Ch–SC–ESN significantly simplifies the structure of the reservoir network compared to traditional ESNs. Figure 11 illustrates the visualization of the reservoir for both ESN and Ch–SC–ESN, where each point represents a connection between the xth neuron and the yth neuron. In traditional ESNs, the internal connection matrix W within the reservoir is randomly generated, as shown in Fig. 11a. However, in Ch–SC–ESN, the internal connection matrix of the reservoir is obtained by multiplying a strongly connected adjacency matrix with a random matrix. After this optimization, the neuronal connections within the reservoir are depicted in Fig. 11b. Figure 11 clearly demonstrates that, compared to traditional ESNs, Ch–SC–ESN exhibits a sparser arrangement of neurons within the reservoir, resulting in a noticeable reduction in the complexity of the network structure.

Fig. 11
figure 11

The visualization of the reservoir. a ESN, b Ch–SC–ESN

(2) Predictive Performance and Generalization Capability

The predictive performance and generalization capability of ESNs are linked to the network’s complexity in various time-series tasks. A more complex network may exhibit superior predictive performance in certain time-series tasks but may have limited generalization capability, leading to decreased predictive performance in other time-series tasks. Ch–SC–ESN utilizes Chebyshev mapping iteratively to generate input weight matrices and employs different control parameters k tailored to specific time series tasks. This adaptability allows Ch–SC–ESN to excel in various time series tasks, demonstrating high generalization capability. Simultaneously, through the analysis of predictive results across five distinct time-series tasks, Ch–SC–ESN demonstrates superior predictive performance in most time-series tasks compared to traditional ESNs. It closely competes with the best-performing models in predicting the Rossler time series and solar power generation time series tasks. Therefore, Ch–SC–ESN not only exhibits outstanding predictive performance but also possesses a high degree of generalization capability.

By analyzing the complexity of Ch–SC–ESN, it can be inferred that, relative to traditional ESNs, Ch–SC–ESN has a lower complexity in terms of its reservoir network structure. Furthermore, it demonstrates significant advantages in predictive performance and generalization capability.

4.8 Discussion

The experimental results presented in Sects. 4.14.5 demonstrate that the proposed Ch–SC–ESN achieves improved prediction performance while reducing model complexity and reservoir size. In comparison to other classical prediction models, Ch–SC–ESN performs better than most models in various time series prediction tasks, with the exception of the Rossler time series prediction and solar power generation time series prediction tasks, where its performance is comparable to the best-performing models.

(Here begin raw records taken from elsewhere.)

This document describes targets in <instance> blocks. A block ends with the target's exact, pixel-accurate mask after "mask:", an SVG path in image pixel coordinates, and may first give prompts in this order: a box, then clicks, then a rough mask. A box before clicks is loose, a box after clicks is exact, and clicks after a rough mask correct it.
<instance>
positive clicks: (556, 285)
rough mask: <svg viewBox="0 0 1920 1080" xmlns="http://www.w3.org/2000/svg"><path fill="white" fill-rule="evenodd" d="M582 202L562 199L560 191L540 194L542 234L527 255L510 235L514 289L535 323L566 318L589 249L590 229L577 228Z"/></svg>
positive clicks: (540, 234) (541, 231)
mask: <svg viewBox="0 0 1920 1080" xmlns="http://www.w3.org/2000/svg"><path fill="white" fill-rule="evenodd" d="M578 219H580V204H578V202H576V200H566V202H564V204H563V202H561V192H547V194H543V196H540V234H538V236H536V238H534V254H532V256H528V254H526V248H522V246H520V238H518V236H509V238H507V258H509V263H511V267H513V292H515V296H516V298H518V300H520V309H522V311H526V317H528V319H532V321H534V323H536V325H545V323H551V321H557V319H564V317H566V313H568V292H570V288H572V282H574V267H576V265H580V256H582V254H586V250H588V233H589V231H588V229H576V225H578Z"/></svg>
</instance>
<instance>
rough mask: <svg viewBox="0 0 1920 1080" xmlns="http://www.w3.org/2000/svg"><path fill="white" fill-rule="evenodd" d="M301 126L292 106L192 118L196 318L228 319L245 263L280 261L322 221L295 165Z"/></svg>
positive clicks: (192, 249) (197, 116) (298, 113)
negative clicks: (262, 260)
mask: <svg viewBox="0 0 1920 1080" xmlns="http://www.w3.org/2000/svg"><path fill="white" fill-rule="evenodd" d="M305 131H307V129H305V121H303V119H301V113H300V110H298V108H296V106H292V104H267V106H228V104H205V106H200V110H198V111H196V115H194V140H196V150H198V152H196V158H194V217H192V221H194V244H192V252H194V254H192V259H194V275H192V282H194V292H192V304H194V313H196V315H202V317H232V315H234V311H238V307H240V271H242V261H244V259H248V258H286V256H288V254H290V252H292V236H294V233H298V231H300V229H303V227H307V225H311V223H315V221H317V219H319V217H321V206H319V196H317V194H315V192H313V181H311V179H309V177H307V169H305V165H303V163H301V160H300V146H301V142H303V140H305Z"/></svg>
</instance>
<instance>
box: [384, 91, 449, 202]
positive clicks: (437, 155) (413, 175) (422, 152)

Chebyshev mapping can generate three different dynamic characteristics based on the control parameter k within the range of 0–4, which can be defined as three phases and illustrated in Figs. 2 and 5. Results from Figs. 4 and 5 indicate that Ch–SC–ESN with chaotic input weights generally outperforms the traditional ESN in most cases. Additionally, as shown in Fig. 11 Ch–SC–ESN can effectively reduce the size of the reservoir and model complexity while improving prediction performance compared to traditional ESN.

5 Conclusion

In this paper, an input weight matrix \(A_{M \times M}\) is generated using Chebyshev mapping for optimizing the one generated by traditional ESN, and a strong connected adjacency matrix \(W_{in}\) is also introduced for replacing in the internal connection matrix W. These two optimization steps ensure that the topological structure of the reservoir possesses strong connectivity characteristics. Building upon these enhancements, predictions were conducted on three simulated chaotic time series and two real-world time series. Experimental results demonstrate that the proposed Ch–SC–ESN model outperforms other prediction models in terms of predictive accuracy, exhibits strong generalization capabilities, and displays excellent adaptability across various time series prediction tasks. The Ch–SC–ESN model may not perform optimally in predicting certain datasets, such as the Lorenz chaotic time series and the solar power generation time series. Further optimization is required to tailor the model for these specific sequences.